A marca estética e mesmo temática do Expressionismo no cinema é bastante conhecida, não apenas por ser simples, mas por ter sido amplamente reproduzida, estudada e referenciada ao longo dos anos. E assim como no caso do noir (que tem aqui suas raízes) é bastante fácil olhar para a tela e reconhecer a marca de uma obra dentro desse estilo. Os enredos expressionistas trazem histórias sombrias, urbanas, que muitas vezes classificam-se como um mistério de ordem policial. Os personagens são visual e dramaticamente bizarros ou no mínimo incomuns, cheios de maneirismos ou claramente marcados por uma teatralidade exagerada.
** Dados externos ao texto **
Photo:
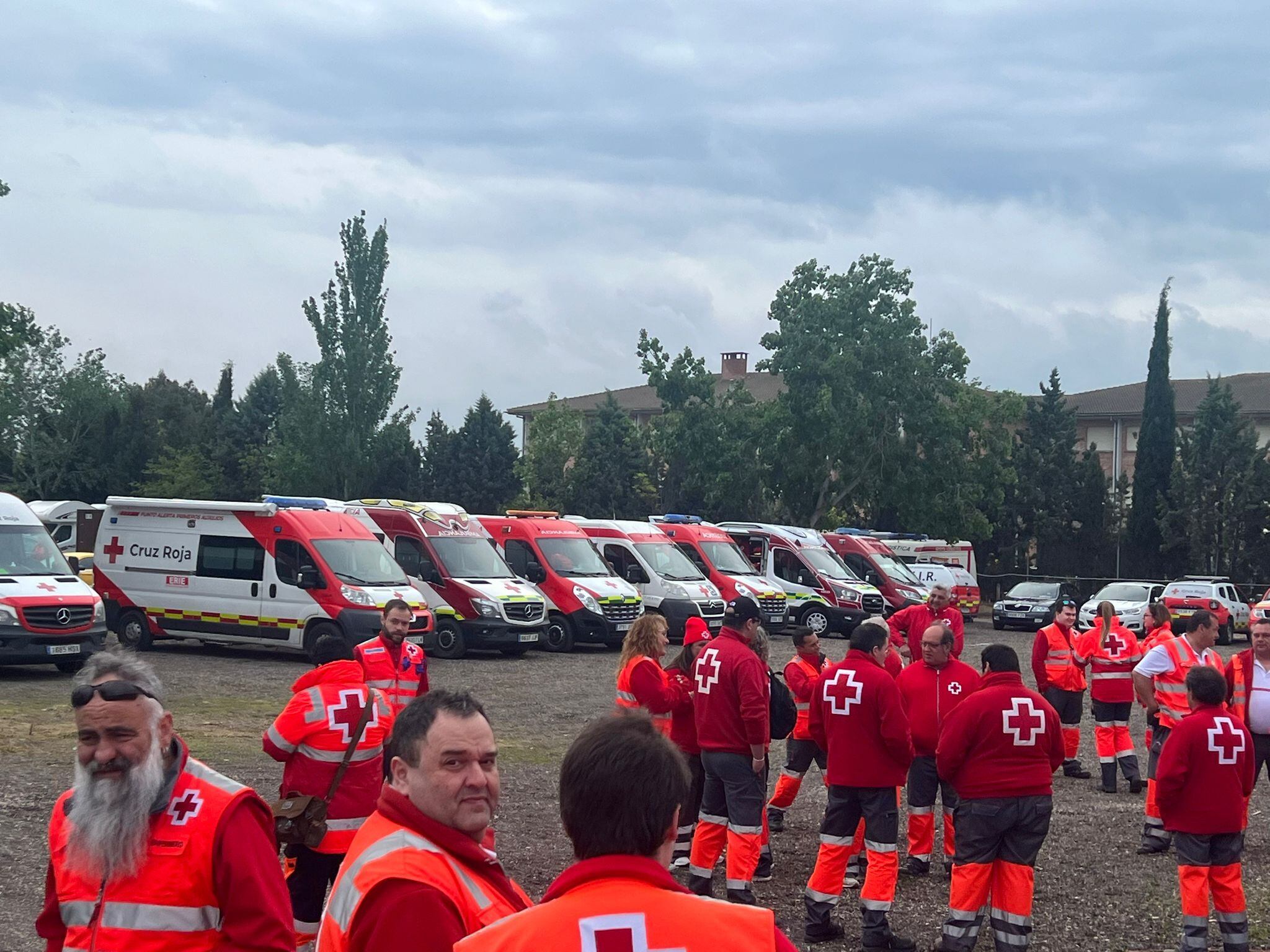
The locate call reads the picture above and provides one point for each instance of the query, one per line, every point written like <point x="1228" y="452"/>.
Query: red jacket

A maquiagem pesada, os ângulos e os cenários distorcidos e inclinados indicam perturbação, fantasia, simbolismos e inquietações angustiantes do inconsciente, elementos às vezes não só representados como um fator mental/comportamental nos filmes, mas também fortalecido por acontecimentos ou influências sociais. Aí também podemos adicionar o enorme papel da direção de fotografia, inteiramente marcada por contrastes entre luz e sombras (chiaroscuro) e por uma grande interação com a direção de arte. Quanto mais “cubistas”, inclinados, distorcidos, claustrofóbicos fossem os cenários, mais peculiares, em termos de iluminação, esses ambientes se tornavam.
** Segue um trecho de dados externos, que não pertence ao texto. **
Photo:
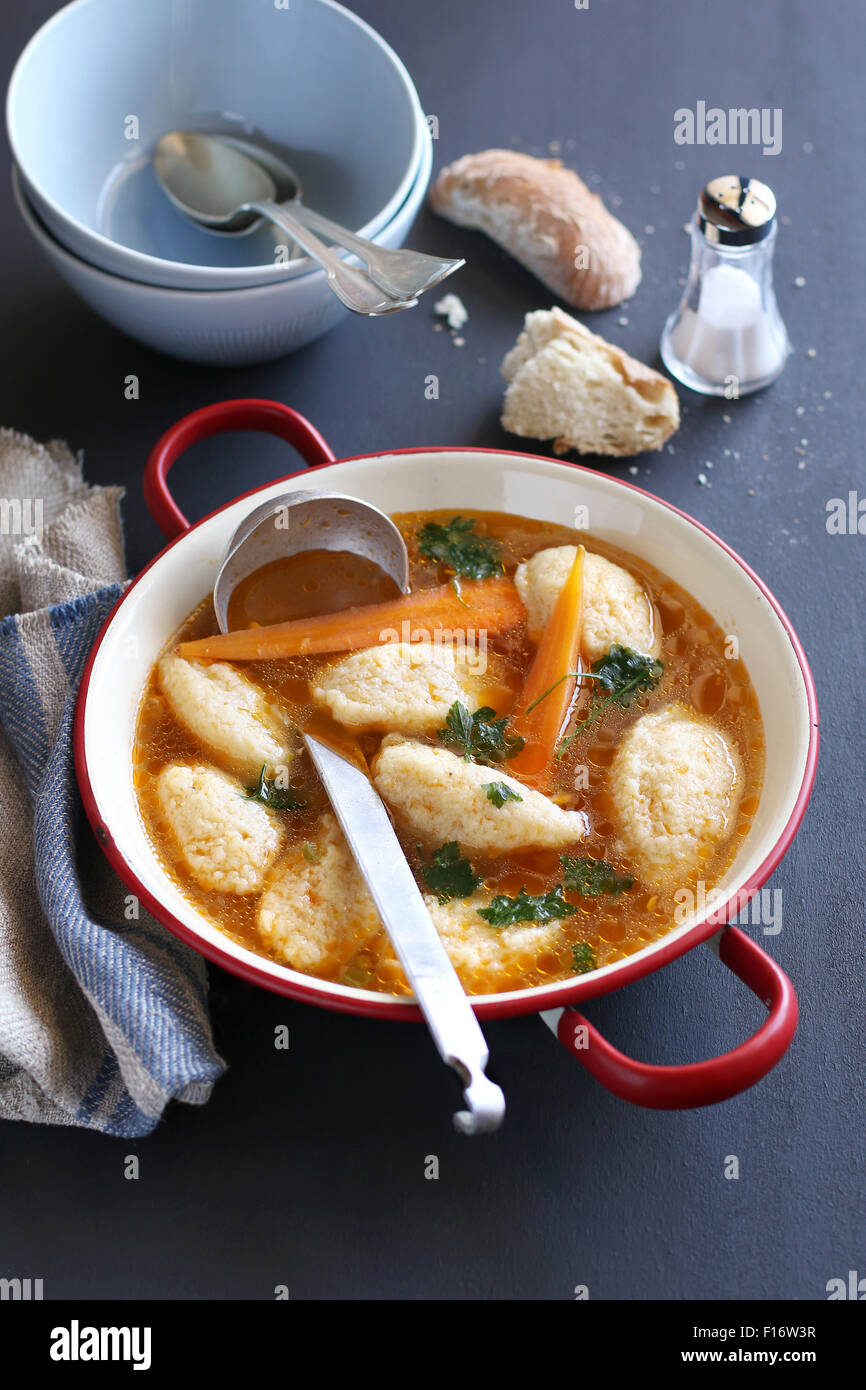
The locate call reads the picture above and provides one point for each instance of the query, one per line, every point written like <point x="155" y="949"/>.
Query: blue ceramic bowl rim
<point x="211" y="275"/>
<point x="43" y="235"/>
Com o início da 1ª Guerra Mundial, em 28 de julho de 1914, a Alemanha passou por um isolamento muito forte de seu cinema, tanto na distribuição, quanto na exibição de filmes estrangeiros em seu território. O resultado disso não poderia ser outro: houve um grande salto na produção cinematográfica nacional. E foi na verdade a primeira Grande Guerra que delineou o que a escola expressionista já vinha fazendo desde o filme que normalmente é aceito como a legítima semente do movimento, O Estudante de Praga (1913). O pessimismo causado pela guerra foi o tom dominante desse cinema durante e principalmente depois do conflito. Ao longo da República de Weimar, onde mazelas jurídicas, governamentais, econômicas, partidárias, ideológicas, éticas, segregacionistas e fascistas se acumulavam por todo o país, o cinema desse período também espelhava os dissabores sociais no Universo Expressionista desesperançado e condenado de seus personagens.
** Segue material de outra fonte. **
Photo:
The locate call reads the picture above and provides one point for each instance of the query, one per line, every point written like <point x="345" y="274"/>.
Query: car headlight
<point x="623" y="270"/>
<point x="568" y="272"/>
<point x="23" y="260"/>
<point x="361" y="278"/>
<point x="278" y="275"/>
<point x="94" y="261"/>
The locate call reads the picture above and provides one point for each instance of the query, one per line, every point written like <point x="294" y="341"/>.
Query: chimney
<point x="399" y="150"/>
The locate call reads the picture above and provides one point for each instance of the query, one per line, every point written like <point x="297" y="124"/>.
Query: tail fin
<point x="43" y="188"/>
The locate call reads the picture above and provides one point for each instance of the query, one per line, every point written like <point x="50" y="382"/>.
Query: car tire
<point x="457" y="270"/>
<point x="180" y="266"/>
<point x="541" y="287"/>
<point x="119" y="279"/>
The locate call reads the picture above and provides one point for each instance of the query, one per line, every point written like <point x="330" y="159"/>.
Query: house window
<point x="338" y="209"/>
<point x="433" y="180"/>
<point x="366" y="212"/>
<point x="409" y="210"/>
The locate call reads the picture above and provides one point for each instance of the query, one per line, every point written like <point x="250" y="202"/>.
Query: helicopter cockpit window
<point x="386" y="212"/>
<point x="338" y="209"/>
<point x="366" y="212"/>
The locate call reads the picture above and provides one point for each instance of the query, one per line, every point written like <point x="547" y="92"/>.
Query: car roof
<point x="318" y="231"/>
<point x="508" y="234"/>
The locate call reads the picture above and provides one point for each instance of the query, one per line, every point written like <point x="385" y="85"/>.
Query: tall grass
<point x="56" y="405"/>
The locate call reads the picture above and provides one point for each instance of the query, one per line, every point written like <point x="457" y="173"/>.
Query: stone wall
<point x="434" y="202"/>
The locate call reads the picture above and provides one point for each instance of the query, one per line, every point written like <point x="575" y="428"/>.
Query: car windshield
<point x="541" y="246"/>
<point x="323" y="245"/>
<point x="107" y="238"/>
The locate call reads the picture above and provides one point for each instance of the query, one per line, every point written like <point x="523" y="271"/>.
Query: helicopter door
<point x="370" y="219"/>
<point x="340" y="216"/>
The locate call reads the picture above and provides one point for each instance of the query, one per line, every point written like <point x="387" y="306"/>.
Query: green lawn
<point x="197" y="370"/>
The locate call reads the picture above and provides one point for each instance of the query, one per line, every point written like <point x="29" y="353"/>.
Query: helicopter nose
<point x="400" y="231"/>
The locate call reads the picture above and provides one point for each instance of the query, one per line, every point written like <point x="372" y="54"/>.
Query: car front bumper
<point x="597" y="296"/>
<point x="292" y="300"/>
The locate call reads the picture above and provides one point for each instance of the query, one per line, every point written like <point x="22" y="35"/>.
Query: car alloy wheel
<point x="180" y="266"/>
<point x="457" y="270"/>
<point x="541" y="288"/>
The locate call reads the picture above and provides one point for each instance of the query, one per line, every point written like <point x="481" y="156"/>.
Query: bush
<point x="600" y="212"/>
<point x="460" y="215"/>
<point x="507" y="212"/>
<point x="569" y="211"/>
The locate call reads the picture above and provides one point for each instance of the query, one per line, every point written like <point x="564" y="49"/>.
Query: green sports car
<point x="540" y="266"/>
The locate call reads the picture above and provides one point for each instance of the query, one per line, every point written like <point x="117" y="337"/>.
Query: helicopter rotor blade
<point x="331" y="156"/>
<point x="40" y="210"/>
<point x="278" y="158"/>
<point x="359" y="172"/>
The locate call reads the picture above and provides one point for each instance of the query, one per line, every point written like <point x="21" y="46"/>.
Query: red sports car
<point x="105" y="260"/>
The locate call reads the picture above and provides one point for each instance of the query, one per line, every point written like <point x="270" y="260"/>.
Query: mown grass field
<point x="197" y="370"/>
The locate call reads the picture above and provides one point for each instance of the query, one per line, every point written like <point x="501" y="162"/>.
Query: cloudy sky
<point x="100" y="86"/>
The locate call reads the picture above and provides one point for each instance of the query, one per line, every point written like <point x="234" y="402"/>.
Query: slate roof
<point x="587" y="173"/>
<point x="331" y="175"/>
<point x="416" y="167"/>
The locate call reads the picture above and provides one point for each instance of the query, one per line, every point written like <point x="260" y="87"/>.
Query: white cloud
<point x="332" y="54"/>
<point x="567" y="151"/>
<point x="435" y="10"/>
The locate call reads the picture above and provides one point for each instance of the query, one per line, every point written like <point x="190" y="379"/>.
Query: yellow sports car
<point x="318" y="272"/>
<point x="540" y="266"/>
Há alguma controvérsia, mas o último filme do movimento a de fato estrear nos cinemas alemães foi Kuhle Wampe ou Quem é o Dono do Mundo?, em 30 de maio de 1932. Já com quase nenhuma controvérsia aceita-se O Testamento do Dr. Mabuse (1933), de Fritz Lang, como o filme de encerramento do movimento. O longa foi oficialmente lançado em 1933 na França, Áustria, Hungria, Dinamarca e Portugal, mas não na Alemanha, pois foi banido pelo já absoluto Partido Nazista, cuja escalada foi rápida e, como todos sabemos, assustadoramente “legal”, como deixo claro na sequência a seguir (todos os eventos ocorridos em 1933): nomeação de Hitler como Chanceler (30 de janeiro), Decreto do Incêndio do Reichstag, cancelando a maior parte das liberdades civis e políticas estabelecidas pela Constituição (28 de fevereiro), Eleições Federais, onde os nazistas chegaram com força ao Congresso (5 de março) e por fim, a tenebrosa Lei de Concessão de Plenos Poderes, onde Hitler conseguiu de fato estabelecer sua ditadura (23 de março). A propósito desta lei: ela só passou pelo Parlamento com apoio do Partido do Centro Católico (Zentrum), já que o Partido Nazista e a sua marionete, o Partido Popular Nacional Alemão, formavam “apenas” 52% do Parlamento e esse tipo de lei para transferência de poderes precisaria de no mínimo 67% dos votos para obter aprovação. Com os católicos negociando com os nazistas, a lei foi aprovada.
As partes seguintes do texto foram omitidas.